申し訳なさが伝わってくるな。言えない事情があるのか……しかし、


「我は最高最大の天才だ。その我が話せと言っているのだ。我の前で隠し事をするでない」


 先程までまるで抵抗しなかったが、それは真の目的を隠すためだったのか?


「…………まさか、私のために全てを見通した上で、任せろと言うのですか」

「……ん、うむ、とりあえず話せ」


 確かに我ならばこの世の全てを見通す眼を持っていると言っても遜色ないな。こやつはやはり、我の信奉者のようだ。


「……実は、最近家のものが私に強く当たってくるのです」

「使用人だけならば、何か嫌われてしまうことをしてしまったのかもしれませんし、仕方ないと割りきれるのですが、これまでそんな素振りがなかった家族が、みんな冷たく接してくるようになってしまって……」

「最初は冷たいのは態度だけで、無視されるなど軽いもので済んでいたのですが、段々とエスカレートしていき、この前は庭にいた際に、上から花瓶が降ってきて……」

「唯一、味方してくれた執事が何とか家から出してくれたのですが、彼も追手を振り払うために、逃げている途中ではぐれてしまい、最初に協力してもらったあの三人と少し揉めていたのです」

「ふむ、なるほど」


 つまり、なんか嫌われてしまったので家出してきた、ということか。全く年頃の娘というのは周りの視線に敏感だな。我は既に百を超える年月を生きているため、そういった若々しさは記憶にないが、よくあることだろう。


「とりあえず、貴様の両親と話(脅迫)をするために手紙を書くか……いや、直接行った方が楽なようにも思えるな……まぁ、それまでは貴様はこの家から出るでないぞ、そうは言っても、出ることは出来ないがな」

「私の両親と話(原因の追求、和解)を……なぜそんなことをなさるのですか? 今日あったばかりだというのに」


 なぜ、そこで疑問がでるのだ?金のために決まっているだろう。


「無論、我の偉大なる目的、金を稼いで豪遊するためだ」

「そんな、貴方様の目的はもっと尊大で、私では到底理解できないということでしょうか……金を手に入れるなんて、そんな事のためではないことは分かります」

「ん、いやそんなことは無いぞ」

「謙遜なさらないでください。大丈夫です……いずれ、その時がきたら話してください……」


 なにやら妙なことを言っているような気もするが、出会った時から物語脳のようであったからな、そういうものなのだろう。

 まさか、これも年頃ということか……最近の若者と、私の若い頃とは価値観がまるっきり違いそうだな。


「ふむ、やはり直接交渉に赴いた方が楽なように思えてきたな。よひ、カーナリ行くぞ」

「は、はい! え、でもここに居なくてはいけないのでは?」

「予定変更だ、むざむざとお前(交渉材料)を奪わることはない、連れていった方が相手の出方も分かる」

「うぇ、そ、そんな……絶対に護るから安心してだなんて……」


 よし、なんだかわからんが、納得したようだな。こちらが娘を預かっていると確信できないと、交渉の場に立つことすらないやもしれん。そろそろ行くか……
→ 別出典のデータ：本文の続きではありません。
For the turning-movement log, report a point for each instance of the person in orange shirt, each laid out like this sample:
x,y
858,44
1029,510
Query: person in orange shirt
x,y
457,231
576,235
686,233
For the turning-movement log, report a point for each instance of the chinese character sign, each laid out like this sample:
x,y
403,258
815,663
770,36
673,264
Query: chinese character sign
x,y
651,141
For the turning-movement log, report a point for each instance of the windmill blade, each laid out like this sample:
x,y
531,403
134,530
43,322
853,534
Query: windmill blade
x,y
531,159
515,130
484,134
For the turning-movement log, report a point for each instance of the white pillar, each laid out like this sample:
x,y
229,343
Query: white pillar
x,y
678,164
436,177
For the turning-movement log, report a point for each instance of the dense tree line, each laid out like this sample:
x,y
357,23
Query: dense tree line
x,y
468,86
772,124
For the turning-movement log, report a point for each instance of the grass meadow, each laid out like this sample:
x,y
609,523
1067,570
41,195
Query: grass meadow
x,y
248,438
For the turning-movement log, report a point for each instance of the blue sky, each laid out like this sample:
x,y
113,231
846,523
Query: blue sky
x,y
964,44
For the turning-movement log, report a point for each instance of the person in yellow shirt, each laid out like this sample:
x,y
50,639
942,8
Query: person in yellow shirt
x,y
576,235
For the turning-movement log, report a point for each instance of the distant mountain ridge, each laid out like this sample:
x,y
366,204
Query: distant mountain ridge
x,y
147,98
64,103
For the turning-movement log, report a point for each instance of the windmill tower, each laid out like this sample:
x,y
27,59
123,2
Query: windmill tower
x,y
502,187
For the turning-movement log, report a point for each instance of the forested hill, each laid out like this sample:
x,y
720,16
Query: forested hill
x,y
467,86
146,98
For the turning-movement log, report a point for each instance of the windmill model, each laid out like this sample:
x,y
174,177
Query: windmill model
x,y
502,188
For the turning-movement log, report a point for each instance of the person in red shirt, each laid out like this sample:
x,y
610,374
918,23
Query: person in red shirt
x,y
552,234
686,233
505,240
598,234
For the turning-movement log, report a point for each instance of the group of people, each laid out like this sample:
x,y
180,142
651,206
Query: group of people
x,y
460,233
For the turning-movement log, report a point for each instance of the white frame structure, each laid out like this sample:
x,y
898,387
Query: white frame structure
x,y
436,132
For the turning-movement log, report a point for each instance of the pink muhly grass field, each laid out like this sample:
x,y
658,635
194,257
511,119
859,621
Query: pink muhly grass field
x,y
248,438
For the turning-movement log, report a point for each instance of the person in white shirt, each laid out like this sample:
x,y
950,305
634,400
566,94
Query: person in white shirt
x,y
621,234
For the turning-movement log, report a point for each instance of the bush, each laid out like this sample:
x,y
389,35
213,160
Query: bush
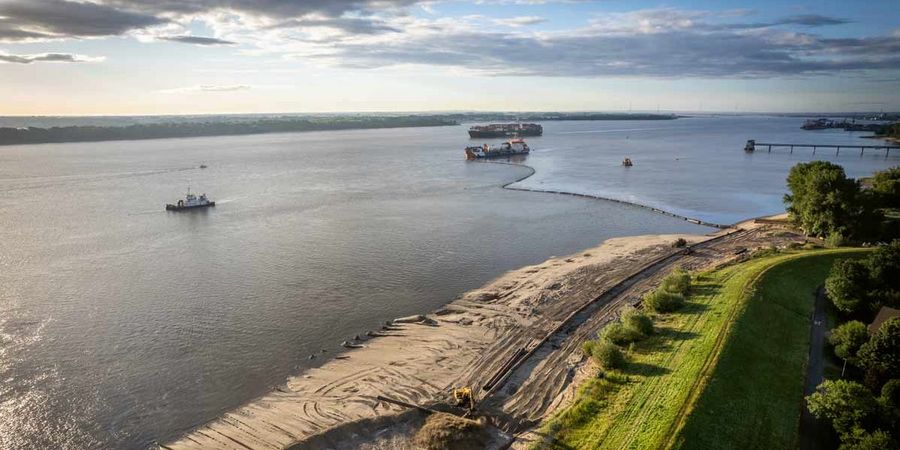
x,y
607,354
881,355
886,186
863,440
618,333
846,404
663,301
638,322
847,286
848,338
834,240
444,431
884,269
678,281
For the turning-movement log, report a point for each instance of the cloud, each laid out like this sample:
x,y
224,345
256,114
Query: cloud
x,y
347,25
196,40
207,88
25,19
812,20
520,21
664,44
46,57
「はーい、紅茶入りましたよー……って、マーさん? なんでフード被ってるんですか?」

「今からこやつの家に乗り込む。とっとと準備しろ」

「はぁ!? 紅茶入れたばっかだって!」


 いちいちうるさいやつだ。

 カーナリは『あ! では、急いで頂きますね』と言って紅茶を飲んでいる。舌をやけどしたらしく、口を開けて悶絶している。


「何をしている。紅茶は時を止めておく。後で飲め」

「はいはい、わかりました」

「……ほんと、なんでもできるなぁ……マーさんって何者なんですかね」


 クズノのそのつぶやきは、いつものように、マージには聞こえていなかった。